И, вставая из-за стола, он успел добавить:
— А если ты спрашиваешь о моей жизни, обо мне, то все плохо, Валя. Все плохо. У нас родился умственно отсталый ребенок. Если выживет, может быть, — одним словом, он останется недоразвитым.
Валентина вдруг увидела в этом человеке того, кого она знала.
Он ушел, она осталась.
Оглянулась — Женя в своем дорогом костюме здоровается с другим таким же костюмом, Женя что-то говорит, невольно косясь в ее сторону, тот кивает, и они открывают двери. За пластмассовыми безъязыкими колокольчиками на арбатском окне, развешанными ради приближения Нового года, видно, как эти двое пересекают улицу.
Валентина посидела еще немного, свивая и развивая белую матерчатую салфетку, лежавшую на столе, и собралась набрать номер Сергея, но экран сотового ожил — на этот раз бегущей строкой заскользил незнакомый номер.
Голос был тоже незнакомый.
— Это Иван!.. Ну, Жано… Короче, Тытянок.
— А, Ваня. Здравствуй…
— Все-таки права Мощенская, видно: Иван — никому ни о чем не говорит, а Жано — твой универсальный пропуск… Идентификация.
Валентина улыбнулась в трубку.
Егор Деренговский позвонил мне с очередным прекрасным, ё-моё, предложением. Я и сама, конечно, думала об этой перспективе. Но, признаться, мне не хотелось. Просто не хотелось.
Нет, естественно, я согласилась. А свое нежелание запихнула подальше.
Раз Егор говорит, что теперь можно.
Сам он, впрочем, уже. Наш пострел везде поспел. Говорит, нормальная. Только деревянная какая- то.
На втором этаже стояло раздолбанное деревянное кресло. Светило вылезшим мясом из-под обшивки.

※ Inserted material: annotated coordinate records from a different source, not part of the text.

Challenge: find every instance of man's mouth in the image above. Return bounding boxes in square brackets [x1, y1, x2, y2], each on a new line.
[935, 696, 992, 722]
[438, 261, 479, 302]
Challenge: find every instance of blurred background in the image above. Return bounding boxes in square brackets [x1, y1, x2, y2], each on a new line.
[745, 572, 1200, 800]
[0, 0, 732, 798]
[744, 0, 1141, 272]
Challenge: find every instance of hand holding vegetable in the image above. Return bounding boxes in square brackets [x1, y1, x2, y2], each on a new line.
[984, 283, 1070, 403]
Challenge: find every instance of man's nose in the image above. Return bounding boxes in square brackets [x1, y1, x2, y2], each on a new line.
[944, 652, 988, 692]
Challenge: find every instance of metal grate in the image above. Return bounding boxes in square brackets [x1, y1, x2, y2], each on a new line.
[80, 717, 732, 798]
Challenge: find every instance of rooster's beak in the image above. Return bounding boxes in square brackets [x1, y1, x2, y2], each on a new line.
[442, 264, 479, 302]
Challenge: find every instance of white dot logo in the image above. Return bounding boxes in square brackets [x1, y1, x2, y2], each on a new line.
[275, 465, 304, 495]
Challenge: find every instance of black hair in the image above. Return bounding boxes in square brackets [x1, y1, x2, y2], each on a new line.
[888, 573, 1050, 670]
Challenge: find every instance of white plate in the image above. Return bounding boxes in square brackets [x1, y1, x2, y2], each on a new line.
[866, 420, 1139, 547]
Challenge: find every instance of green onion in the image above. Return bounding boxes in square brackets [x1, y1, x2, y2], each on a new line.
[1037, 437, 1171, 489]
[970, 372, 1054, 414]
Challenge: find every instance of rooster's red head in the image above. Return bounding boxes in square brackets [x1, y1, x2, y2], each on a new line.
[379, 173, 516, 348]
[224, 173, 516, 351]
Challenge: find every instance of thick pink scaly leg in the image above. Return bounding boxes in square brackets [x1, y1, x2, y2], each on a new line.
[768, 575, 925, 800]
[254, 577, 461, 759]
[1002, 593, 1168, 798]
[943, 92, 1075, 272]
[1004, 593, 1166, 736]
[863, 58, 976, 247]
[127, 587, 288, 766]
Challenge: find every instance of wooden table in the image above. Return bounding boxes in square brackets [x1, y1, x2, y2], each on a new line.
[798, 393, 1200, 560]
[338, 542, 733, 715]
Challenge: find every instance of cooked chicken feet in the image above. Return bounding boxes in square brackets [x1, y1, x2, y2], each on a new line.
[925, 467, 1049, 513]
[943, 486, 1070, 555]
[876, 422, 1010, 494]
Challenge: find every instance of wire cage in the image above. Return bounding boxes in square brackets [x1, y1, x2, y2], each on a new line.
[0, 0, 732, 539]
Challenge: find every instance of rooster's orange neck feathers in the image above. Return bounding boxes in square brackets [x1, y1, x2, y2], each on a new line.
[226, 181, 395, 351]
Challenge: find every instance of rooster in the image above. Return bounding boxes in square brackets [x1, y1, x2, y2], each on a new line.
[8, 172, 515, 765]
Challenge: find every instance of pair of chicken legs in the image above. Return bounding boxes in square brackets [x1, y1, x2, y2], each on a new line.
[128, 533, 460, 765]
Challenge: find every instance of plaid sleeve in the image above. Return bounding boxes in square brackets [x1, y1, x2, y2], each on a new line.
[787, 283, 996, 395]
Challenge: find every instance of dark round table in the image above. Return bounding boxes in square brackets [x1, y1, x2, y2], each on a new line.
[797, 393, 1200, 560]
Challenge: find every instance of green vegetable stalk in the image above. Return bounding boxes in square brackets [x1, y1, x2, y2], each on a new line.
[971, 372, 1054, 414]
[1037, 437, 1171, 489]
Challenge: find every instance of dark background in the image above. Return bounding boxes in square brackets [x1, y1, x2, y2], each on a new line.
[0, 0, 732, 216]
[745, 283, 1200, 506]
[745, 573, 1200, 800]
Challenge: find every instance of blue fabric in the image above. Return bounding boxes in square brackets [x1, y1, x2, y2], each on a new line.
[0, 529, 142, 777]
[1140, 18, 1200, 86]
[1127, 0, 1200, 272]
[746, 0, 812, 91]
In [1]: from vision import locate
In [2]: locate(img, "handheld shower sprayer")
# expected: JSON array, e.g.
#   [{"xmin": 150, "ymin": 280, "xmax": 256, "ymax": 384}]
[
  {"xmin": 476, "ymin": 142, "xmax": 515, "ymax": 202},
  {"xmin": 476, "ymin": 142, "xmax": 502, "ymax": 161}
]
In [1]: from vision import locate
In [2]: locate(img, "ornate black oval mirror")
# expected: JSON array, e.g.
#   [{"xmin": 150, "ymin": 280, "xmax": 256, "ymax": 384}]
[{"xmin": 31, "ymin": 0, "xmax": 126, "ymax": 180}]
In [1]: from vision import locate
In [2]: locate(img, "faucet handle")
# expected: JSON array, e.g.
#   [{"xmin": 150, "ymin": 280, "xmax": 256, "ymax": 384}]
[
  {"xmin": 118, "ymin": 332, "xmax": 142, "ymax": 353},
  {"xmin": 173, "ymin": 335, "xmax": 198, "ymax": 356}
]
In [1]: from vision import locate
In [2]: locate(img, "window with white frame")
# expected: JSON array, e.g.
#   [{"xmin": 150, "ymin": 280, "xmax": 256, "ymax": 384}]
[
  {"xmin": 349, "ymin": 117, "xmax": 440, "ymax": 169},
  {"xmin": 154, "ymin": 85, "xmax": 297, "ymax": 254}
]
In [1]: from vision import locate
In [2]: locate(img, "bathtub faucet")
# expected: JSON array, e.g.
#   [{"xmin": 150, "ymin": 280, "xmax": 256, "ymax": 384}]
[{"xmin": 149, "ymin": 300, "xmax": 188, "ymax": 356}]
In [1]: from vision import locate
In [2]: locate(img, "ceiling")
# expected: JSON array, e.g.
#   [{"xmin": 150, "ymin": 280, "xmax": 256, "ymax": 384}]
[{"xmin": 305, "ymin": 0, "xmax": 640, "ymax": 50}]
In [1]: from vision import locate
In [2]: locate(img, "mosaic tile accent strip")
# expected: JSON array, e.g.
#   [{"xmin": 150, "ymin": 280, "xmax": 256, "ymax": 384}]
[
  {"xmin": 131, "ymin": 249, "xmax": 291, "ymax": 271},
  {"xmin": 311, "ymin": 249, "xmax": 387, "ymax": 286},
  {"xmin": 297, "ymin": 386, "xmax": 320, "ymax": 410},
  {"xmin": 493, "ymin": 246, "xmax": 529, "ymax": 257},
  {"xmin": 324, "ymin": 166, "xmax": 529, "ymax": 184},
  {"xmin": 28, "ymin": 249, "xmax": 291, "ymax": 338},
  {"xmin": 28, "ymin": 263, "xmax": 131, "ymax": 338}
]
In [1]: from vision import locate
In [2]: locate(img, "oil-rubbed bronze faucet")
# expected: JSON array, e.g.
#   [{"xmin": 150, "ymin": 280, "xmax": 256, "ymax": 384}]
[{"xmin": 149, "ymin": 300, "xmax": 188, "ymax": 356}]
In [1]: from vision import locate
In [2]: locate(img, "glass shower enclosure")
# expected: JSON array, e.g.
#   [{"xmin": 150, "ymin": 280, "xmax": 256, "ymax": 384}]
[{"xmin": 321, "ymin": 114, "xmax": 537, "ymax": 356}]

— По идее, в этом кресле должен сидеть охранник, — сказал Егор. — Но, как видишь, не сидит. Я слышал тут разговорчик. Почему он все время отсутствует. А я его понимаю. Меня бы здесь тоскень взяла, сидеть целый день, ты только представь.
Я представила. Глядеть в грязное окно, глядеть на ступени с выщербинами. А у ступеней со стороны перил отчеркнута полоса коричневой краски. Глядеть на зелёные стены. На коричневый плинтус. И дело не в том, конечно, что сами эти плинтусы и стекла такие древние, что они навевают тоску. А в том, что невольно думается: как всё здесь выглядело, когда они были новыми? Ведь это было не так уж давно. Да, слишком недавно здесь всё было новое. Укомплектованное образцами если не передовых технологий, то, по крайней мере, всем необходимым: ватой там, что ли, аспирином. И как быстро обветшало… Мозаика на стенах выглядит как предназначенная к одному: осыпаться. Картины — поблекнуть и тоже осыпаться. Скульптуры — рассесться и в пыль. И не мозаик даже, картин и скульптур жалко. А страшно, что в пыль. И это урок. Урок же, я говорю?